Ama içi içini yer Emre'nin. Her tartışmalarında Emre'ye, adam olmaz senden diyen sevgilisine yine besteyle cevap verir. "Adam olmaz , dedin senden 'Adam nedir?' dedim içimden. Fark etmezdi, değişseydim. Güvenseydim ya da salıverseydim."
Ve devam eder:
"Adam olmadı hala benden
Adam kölen olsun senin, ben olmam".
Aradan biraz zaman geçince ayrılığın ve
yalnızlığın acısı Emre'yi sarmalar. iyice sevdiği kadından umudunu yitirince bu sefer sevdiği kadına bir gün pişman olacağını hatırlatır.
"Belki bir gün özlersin
Başka adamlarla, başka şehirlerde."
Bu da Emre'nin acısını dindirmez. Her besteden sonra başka bir besteyle ona seslenir. içinde büyük bir yangın vardır, başka türlü dindiremiyordur bu yangını. içine düştüğü girdapta boğuldukça boğulur. Onu ne kadar çok
sevdiğini ve ne kadar çok özlediğini yazar bu sefer.
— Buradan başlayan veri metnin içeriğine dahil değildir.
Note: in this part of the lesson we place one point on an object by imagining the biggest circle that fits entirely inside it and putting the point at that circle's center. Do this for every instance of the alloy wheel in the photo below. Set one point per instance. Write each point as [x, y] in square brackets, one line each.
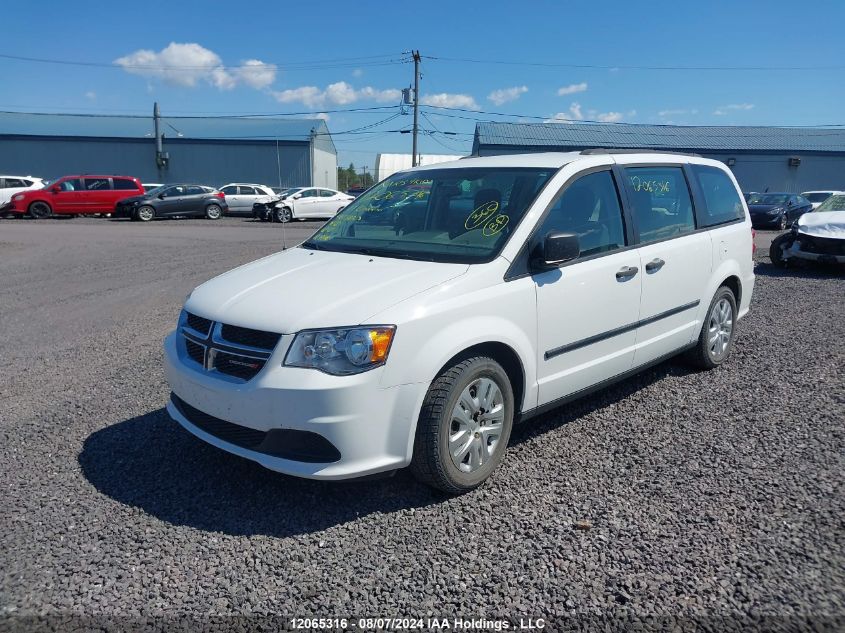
[720, 328]
[477, 425]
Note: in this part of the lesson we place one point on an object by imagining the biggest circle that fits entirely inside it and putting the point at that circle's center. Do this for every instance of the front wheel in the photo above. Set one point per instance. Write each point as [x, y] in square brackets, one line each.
[40, 210]
[715, 341]
[464, 426]
[282, 215]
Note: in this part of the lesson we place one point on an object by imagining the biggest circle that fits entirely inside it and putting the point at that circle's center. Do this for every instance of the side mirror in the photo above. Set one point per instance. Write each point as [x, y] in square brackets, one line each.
[556, 249]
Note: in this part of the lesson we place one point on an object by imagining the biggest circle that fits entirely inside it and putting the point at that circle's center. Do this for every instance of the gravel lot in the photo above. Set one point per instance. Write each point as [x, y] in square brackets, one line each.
[715, 497]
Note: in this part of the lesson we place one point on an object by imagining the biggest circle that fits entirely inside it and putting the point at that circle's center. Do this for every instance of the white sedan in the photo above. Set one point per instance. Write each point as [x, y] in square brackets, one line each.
[10, 185]
[311, 202]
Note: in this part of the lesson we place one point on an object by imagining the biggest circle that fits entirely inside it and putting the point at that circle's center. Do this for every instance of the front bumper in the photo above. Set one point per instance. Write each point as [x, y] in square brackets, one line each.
[370, 426]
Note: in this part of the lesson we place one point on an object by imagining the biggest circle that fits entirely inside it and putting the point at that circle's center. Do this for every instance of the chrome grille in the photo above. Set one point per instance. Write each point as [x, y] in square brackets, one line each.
[226, 349]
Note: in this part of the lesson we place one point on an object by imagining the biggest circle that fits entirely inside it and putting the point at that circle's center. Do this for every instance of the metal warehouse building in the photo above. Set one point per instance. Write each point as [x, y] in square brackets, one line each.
[762, 158]
[212, 151]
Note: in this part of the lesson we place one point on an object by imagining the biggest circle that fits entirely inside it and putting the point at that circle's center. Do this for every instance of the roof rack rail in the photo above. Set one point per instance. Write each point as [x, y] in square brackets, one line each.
[605, 150]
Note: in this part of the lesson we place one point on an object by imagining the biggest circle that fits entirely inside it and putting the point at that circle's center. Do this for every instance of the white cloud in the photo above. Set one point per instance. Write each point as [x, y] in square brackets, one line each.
[189, 64]
[449, 100]
[609, 117]
[572, 89]
[576, 113]
[339, 93]
[722, 110]
[503, 95]
[256, 74]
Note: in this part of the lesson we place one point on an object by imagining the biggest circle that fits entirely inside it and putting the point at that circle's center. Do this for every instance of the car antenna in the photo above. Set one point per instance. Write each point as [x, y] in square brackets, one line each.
[273, 208]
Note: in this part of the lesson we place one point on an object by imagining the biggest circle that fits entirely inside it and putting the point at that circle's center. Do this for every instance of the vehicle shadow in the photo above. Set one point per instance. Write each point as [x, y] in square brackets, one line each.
[802, 269]
[152, 463]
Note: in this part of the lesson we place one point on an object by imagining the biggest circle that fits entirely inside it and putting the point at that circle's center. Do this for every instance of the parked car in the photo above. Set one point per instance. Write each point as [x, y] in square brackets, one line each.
[266, 210]
[776, 210]
[184, 200]
[817, 197]
[241, 197]
[76, 195]
[10, 185]
[310, 202]
[818, 236]
[519, 283]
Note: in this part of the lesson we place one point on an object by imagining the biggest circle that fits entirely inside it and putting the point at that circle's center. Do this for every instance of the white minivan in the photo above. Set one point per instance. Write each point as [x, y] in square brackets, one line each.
[450, 301]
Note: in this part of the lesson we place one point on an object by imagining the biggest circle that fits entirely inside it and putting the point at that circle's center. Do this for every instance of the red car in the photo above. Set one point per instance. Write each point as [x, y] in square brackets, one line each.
[76, 195]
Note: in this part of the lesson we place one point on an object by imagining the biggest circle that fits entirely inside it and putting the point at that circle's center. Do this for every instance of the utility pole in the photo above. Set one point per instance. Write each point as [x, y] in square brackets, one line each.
[414, 156]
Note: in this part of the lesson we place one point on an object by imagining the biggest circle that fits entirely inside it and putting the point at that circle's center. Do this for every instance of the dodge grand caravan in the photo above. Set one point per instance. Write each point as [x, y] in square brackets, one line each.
[449, 301]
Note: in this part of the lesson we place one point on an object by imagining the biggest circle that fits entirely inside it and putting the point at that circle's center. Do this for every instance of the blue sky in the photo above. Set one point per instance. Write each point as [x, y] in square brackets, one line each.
[567, 60]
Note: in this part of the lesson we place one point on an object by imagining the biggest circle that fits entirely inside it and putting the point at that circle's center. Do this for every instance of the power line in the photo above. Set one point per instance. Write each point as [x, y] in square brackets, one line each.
[553, 120]
[627, 66]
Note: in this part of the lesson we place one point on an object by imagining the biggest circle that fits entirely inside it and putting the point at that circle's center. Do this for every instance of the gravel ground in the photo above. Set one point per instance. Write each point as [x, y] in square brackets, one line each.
[710, 497]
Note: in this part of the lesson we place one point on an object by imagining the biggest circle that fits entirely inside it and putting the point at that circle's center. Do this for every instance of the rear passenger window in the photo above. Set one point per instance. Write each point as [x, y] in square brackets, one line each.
[97, 184]
[721, 199]
[661, 202]
[590, 208]
[124, 184]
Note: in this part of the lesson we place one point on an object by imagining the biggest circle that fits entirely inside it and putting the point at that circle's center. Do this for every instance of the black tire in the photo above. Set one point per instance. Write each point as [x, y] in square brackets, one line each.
[701, 356]
[40, 210]
[145, 213]
[432, 463]
[282, 215]
[776, 250]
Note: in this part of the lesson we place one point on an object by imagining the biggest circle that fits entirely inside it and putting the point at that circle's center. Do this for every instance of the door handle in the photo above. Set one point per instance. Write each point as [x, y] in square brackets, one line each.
[626, 272]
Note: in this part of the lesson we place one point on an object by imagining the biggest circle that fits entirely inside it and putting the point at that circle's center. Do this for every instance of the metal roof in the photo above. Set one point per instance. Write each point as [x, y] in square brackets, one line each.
[81, 125]
[565, 136]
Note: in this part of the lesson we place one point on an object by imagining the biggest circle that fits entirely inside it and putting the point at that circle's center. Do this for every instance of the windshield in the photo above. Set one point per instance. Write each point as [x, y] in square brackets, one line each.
[768, 198]
[447, 215]
[833, 203]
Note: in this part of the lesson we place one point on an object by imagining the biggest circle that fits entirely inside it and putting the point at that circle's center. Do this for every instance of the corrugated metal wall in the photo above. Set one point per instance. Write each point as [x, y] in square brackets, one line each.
[212, 163]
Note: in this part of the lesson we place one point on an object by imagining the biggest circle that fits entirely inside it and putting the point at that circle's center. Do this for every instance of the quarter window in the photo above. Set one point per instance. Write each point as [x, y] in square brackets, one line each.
[661, 202]
[721, 199]
[124, 184]
[97, 184]
[590, 208]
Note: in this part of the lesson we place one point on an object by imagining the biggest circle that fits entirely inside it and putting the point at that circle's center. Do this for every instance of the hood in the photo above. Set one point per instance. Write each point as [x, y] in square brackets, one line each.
[823, 224]
[300, 289]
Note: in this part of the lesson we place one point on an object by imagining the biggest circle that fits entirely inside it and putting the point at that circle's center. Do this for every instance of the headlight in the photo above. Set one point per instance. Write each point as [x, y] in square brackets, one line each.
[341, 351]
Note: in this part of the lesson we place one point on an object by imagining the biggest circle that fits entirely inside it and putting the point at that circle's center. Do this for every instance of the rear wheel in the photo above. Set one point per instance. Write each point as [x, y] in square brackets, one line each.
[39, 210]
[145, 213]
[283, 215]
[776, 250]
[716, 338]
[464, 426]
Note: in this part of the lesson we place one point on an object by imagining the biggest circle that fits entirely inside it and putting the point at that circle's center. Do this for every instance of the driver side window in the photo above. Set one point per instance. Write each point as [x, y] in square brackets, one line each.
[589, 208]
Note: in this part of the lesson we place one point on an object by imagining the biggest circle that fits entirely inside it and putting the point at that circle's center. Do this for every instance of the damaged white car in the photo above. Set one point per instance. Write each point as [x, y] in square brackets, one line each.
[817, 236]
"Kapı çaldı, sen sandım, gördüm boşluğu aynada
Bir şehir düştü, tam içimde özlemişim, anladım.
Biliyor musun,
Evimdin sen benim, ailemdin, nefesim,
karanlıkta ellerimdin.
Mutlusun sen ben yokken, ben senin hiçbir
şeyin.
Düşe kalka tutunurken, artık özlemek
istemiyorum."
Sevdiği kadının evliliğinden 2 yıl sonra Emre bu sefer bunları yazar ona:
"Evlenmişsin, nasıl oldu?
Bulabildin mi sonunda,
Hep anlattığın o meşhur huzuru?"
Haberi yokmuş ve sonradan öğrenmiş gibi bir de bestesinde "mış" ekini kullanır. Burada da gururunu düşünüyor, oysa işin gerçeği tam tersidir. Emre sevdiği kadının evlendiğini ilk başından biliyordur. Ünlü olunca, hayatı değişir. Para, şöhret ve hayatına giren yeni kızlar ona her şeyi unutturur. Emre artık gününü gün ederken, her şeye sahipken, elini sallayıp ellisiyle birlikte olurken, bir gün huzurlu olmadığını fark eder. Hiç kimsenin ve hiçbir şeyin üniversitede sevdiği o ilk aşkı kadar ona huzur vermediğini anlar. Ve bunu da besteler.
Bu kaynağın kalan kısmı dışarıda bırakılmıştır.